Paper Study - Fast Bit-Reversal Algorithms by Elster

Given a sequence of integers in the range \([0..2^t)\), its bit-reversal permutation is given as a sequence of integers whose bits are in reverse order to the original sequence.

For example, for \(t=3\):

Input:  0, 1, 2, 3, 4, 5, 6, 7 == 000, 001, 010, 011, 100, 101, 110, 111
Output: 0, 4, 2, 6, 1, 5, 3, 7 == 000, 100, 010, 110, 001, 101, 011, 111

The bit-reversal permutation is commonly used in Fast Fourier Transform algorithms, to reorder the input sequence into an order that makes computing recursively smaller DFTs convenient (the necessary elements are adjacent to each other).

A naive way of computing the bit reversal permutation is to iterate through each value in the input sequence, and then reverse each bit in turn:

template <unsigned t>
std::array<unsigned, 1 << t> bit_reversal_permutation() {
	std::array<unsigned, 1 << t> result;
	for (unsigned i = 0; i < result.size(); ++i) {
		unsigned a = i, b = 0, j = 0;
		while (j++ < t) {
			b = (b << 1) | (a & 1);
			a >>= 1;
		}
		result[i] = b;
	}
	return result;
}

The naive algorithm loops through every value in the sequence, and then every bit of every value, so its performance is \(O(N log_2N)\). The Fast Bit Reversal Algorithms paper by Elster [1] presents a method for computing the bit-reversal permutation in \(O(N)\) time sequentially, by mapping values in the input sequence to values in the output sequence.

The key observation made in this paper is that, as you iterate through the values of the input sequence, you can factor out values in the output sequence by a power of two, the exponent of which is dependant on the most-significant-bit of the input value:

\[X_k = C_k \cdot 2^{t-q}\]

Running through with \(t=3\), and defining \(q\) as the most significant bit in the input number:

Input Number (k)	MSB (q)	Ouptut Number (X)	Factorisation
0 (000)	0	0 (000)	\(C_k\cdot2^{t-q}=0\cdot8=0\)
1 (001)	1	4 (100)	\(C_k\cdot2^{t-q}=1\cdot4=4\)
2 (010)	2	2 (010)	\(C_k\cdot2^{t-q}=1\cdot2=2\)
3 (011)	2	6 (110)	\(C_k\cdot2^{t-q}=3\cdot2=6\)
4 (100)	3	1 (001)	\(C_k\cdot2^{t-q}=1\cdot1=1\)
5 (101)	3	5 (101)	\(C_k\cdot2^{t-q}=5\cdot1=5\)
6 (110)	3	3 (011)	\(C_k\cdot2^{t-q}=3\cdot1=3\)
7 (111)	3	7 (111)	\(C_k\cdot2^{t-q}=7\cdot1=7\)
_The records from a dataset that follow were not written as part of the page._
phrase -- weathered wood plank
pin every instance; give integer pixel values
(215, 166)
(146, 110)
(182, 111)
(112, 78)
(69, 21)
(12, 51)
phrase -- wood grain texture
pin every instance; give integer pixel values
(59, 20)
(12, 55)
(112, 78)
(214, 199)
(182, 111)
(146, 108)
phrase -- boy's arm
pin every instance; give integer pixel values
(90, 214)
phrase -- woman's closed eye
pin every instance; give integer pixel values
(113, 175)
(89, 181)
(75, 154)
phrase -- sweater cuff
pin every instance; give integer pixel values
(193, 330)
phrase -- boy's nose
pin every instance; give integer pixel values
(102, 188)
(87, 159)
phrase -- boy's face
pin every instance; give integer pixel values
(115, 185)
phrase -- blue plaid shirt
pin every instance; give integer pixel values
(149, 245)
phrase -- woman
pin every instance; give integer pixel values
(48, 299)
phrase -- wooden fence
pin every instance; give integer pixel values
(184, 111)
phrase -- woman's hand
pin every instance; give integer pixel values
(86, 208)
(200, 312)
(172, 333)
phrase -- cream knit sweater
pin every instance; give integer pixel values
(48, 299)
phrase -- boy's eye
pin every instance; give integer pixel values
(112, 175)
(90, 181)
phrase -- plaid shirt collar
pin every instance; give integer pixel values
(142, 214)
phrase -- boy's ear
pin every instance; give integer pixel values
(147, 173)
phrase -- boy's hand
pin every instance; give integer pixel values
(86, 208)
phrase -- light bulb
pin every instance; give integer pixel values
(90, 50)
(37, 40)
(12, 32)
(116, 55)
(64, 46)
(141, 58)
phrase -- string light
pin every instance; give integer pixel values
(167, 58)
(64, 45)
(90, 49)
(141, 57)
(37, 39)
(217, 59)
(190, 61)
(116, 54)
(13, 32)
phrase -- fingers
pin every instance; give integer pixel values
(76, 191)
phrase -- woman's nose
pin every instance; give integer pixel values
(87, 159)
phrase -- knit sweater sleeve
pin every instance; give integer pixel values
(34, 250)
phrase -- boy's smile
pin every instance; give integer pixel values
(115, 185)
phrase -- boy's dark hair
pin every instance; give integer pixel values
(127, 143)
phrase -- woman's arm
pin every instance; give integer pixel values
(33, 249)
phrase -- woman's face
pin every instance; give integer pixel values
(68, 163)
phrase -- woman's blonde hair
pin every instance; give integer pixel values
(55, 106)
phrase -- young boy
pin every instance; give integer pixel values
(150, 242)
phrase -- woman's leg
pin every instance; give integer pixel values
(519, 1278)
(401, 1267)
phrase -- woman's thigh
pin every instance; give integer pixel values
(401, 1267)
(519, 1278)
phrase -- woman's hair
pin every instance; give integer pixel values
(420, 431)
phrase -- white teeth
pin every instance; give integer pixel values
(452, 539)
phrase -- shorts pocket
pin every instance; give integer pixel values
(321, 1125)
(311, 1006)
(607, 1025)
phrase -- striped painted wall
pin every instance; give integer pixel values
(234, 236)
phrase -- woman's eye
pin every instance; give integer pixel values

By factoring out a power of two, our focus is now shifted to finding the sequence of \(C_k\) constants (for example, when \(t=3; C=0,1,1,3,1,5,3,7\)). The paper shows that this sequence can be computed sequentially, as the following relations hold:

\[C_{2k} = C_k\] \[C_{2k+1} = C_k + 2^q\]

For example, continuing to use \(t=3\), suppose we already know the value of \(C_3 = 3\). Then we can trivially compute the values of \(C_6\) and \(C_7\):

\[C_6 = C_3 = 3\] \[C_7 = C_3 + 2^q = 3 + 2^2 = 7\]
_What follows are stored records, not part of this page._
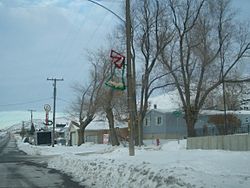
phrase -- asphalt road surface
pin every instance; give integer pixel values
(18, 170)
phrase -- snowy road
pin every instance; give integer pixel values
(22, 171)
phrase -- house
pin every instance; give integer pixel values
(97, 131)
(164, 124)
(73, 131)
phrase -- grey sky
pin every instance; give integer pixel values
(40, 39)
(48, 38)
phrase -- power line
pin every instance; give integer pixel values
(24, 103)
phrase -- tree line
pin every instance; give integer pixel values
(193, 46)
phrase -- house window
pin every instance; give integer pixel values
(158, 121)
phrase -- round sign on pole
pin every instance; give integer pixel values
(177, 113)
(47, 107)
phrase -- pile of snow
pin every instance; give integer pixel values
(14, 119)
(167, 165)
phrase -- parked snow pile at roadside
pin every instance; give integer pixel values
(167, 165)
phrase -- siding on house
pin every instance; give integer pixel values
(163, 124)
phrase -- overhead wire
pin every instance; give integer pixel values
(24, 103)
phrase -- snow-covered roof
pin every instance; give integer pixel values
(104, 125)
(169, 101)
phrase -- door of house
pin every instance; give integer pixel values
(73, 138)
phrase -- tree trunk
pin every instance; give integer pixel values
(81, 136)
(113, 136)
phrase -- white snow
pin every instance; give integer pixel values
(167, 165)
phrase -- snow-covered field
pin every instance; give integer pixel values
(167, 165)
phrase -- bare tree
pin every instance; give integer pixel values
(207, 47)
(88, 99)
(151, 34)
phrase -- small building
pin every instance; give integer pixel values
(97, 131)
(163, 124)
(73, 132)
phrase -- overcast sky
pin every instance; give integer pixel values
(48, 38)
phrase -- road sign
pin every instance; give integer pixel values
(47, 107)
(177, 113)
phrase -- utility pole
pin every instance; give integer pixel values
(54, 107)
(32, 128)
(130, 88)
(31, 116)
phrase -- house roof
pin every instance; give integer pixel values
(168, 102)
(104, 125)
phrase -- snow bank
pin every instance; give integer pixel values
(167, 165)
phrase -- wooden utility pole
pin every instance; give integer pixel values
(54, 108)
(31, 116)
(130, 88)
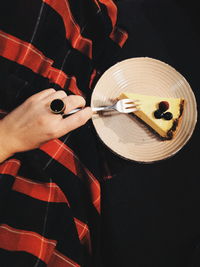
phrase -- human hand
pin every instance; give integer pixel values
(32, 123)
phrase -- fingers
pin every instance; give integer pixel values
(72, 102)
(43, 94)
(75, 120)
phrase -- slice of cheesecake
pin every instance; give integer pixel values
(162, 114)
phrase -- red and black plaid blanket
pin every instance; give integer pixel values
(50, 199)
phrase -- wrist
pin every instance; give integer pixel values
(5, 145)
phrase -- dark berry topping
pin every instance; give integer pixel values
(158, 114)
(163, 106)
(167, 116)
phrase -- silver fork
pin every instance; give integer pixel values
(123, 106)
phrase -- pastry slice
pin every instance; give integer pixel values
(161, 114)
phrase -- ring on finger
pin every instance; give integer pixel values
(57, 106)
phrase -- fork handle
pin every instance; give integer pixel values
(93, 109)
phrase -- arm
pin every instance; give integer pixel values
(32, 123)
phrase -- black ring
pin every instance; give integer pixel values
(57, 106)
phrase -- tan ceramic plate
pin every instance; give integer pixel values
(123, 133)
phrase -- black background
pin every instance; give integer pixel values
(151, 212)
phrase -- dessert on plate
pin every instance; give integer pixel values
(162, 114)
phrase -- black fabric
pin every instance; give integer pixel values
(151, 212)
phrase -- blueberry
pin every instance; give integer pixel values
(167, 116)
(163, 106)
(158, 114)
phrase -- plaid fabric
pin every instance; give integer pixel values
(50, 199)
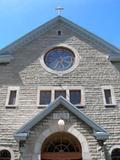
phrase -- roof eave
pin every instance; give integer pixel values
(114, 58)
(5, 59)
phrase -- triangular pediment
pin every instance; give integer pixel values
(70, 25)
(98, 131)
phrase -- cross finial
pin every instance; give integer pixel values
(59, 9)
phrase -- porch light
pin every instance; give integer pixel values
(61, 124)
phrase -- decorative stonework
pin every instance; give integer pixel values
(76, 59)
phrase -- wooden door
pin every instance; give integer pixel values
(61, 146)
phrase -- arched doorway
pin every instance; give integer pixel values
(5, 155)
(61, 146)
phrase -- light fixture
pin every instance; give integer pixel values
(61, 124)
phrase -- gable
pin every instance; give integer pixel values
(98, 131)
(23, 41)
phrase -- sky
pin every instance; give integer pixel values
(18, 17)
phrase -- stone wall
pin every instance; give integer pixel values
(94, 70)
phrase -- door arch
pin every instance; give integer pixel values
(61, 146)
(5, 155)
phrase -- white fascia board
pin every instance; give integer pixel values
(114, 58)
(5, 59)
(21, 136)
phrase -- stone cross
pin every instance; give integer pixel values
(59, 10)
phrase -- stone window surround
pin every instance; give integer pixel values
(111, 149)
(77, 57)
(55, 88)
(9, 150)
(11, 88)
(112, 96)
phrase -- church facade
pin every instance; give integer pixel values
(60, 95)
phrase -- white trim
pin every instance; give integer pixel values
(10, 150)
(11, 88)
(111, 149)
(66, 88)
(76, 61)
(112, 95)
(72, 130)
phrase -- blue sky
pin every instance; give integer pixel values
(18, 17)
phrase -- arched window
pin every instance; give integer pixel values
(5, 155)
(115, 154)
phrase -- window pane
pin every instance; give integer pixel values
(75, 96)
(12, 98)
(4, 154)
(108, 97)
(60, 93)
(45, 97)
(116, 154)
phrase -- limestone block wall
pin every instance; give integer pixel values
(94, 70)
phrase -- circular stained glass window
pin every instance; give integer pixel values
(59, 59)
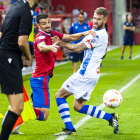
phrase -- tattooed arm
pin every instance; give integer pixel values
(79, 47)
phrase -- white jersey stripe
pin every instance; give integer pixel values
(102, 115)
(64, 113)
(67, 120)
(62, 106)
(89, 110)
(96, 112)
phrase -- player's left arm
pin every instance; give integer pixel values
(133, 28)
(0, 35)
(74, 37)
(79, 47)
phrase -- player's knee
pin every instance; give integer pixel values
(17, 109)
(57, 95)
(76, 108)
(46, 114)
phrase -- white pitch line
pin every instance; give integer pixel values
(101, 106)
(136, 57)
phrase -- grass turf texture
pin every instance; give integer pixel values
(117, 74)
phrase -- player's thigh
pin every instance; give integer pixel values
(10, 74)
(78, 103)
(125, 41)
(131, 42)
(40, 91)
(74, 57)
(62, 93)
(80, 86)
(31, 49)
(45, 112)
(17, 102)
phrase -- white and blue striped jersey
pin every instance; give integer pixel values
(92, 57)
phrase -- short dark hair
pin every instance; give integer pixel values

The paper also shows that the \(2^{t-q}\) factor can be generated directly. Suppose you have a value \(k\), and its most significant bit number \(q_k\). To find the value of \(q_{2k}\), we realise that multiplying \(k\) by two is equivalent to left shifting the value of \(k\) by 1, and so \(q_{2k} = q_k + 1\).

Multiplying a value by two will always result in an even number (or to put it another way, left shifting by 1 will always result in a least significant bit of zero). It therefore follows that \(q_{2k+1} = q_{2k}\) (e.g. adding a value of 1 to the value of \(2k\) will have no effect on its most significant bit).

With this, we can now have all the information we need to directly compute the bit reversed value \(X\) given its previous value, and after some simplification, the following relations can be found:

\[X_{2k} = X_k \cdot 2^{-1}\] \[X_{2k+1} = X_{2k} + 2^{t-1}\]

We can therefore write an algorithm to directly compute future values of the permutation given the values we have already computed:

template <unsigned t> std::array<unsigned, 1 << t> bit_reversal_permutation() {
	const unsigned half_n = 1 << (t-1);
	std::array<unsigned, 1 << t> result = {0, half_n};
	for (unsigned n = 1; n < half_n; ++n) {
		const unsigned index = n << 1;
		result[index] = result[n] >> 1;
		result[index+1] = result[index] + half_n;
	}
	return result;
}

Despite running in linear time, the algorithm does require storage space of size \(N\). It should be noted though that if you are performing many DFTs of the same size, you could generate the permutation table once and reuse it across all those DFTs to accelerate the cost of the bit reversal step. Since the paper was written (in 1989!) the gap between compute and memory performance has grown significantly larger, and the cost of repeated loads and stores could be detremental on modern architectures. Other cache-friendly bit reversal algorithms do exist, I will save those for a future post!

References

[1] Elster, A.C., 1989, May. Fast bit-reversal algorithms. In Acoustics, Speech, and Signal Processing, 1989. ICASSP-89., 1989 International Conference on (pp. 1099-1102). IEEE.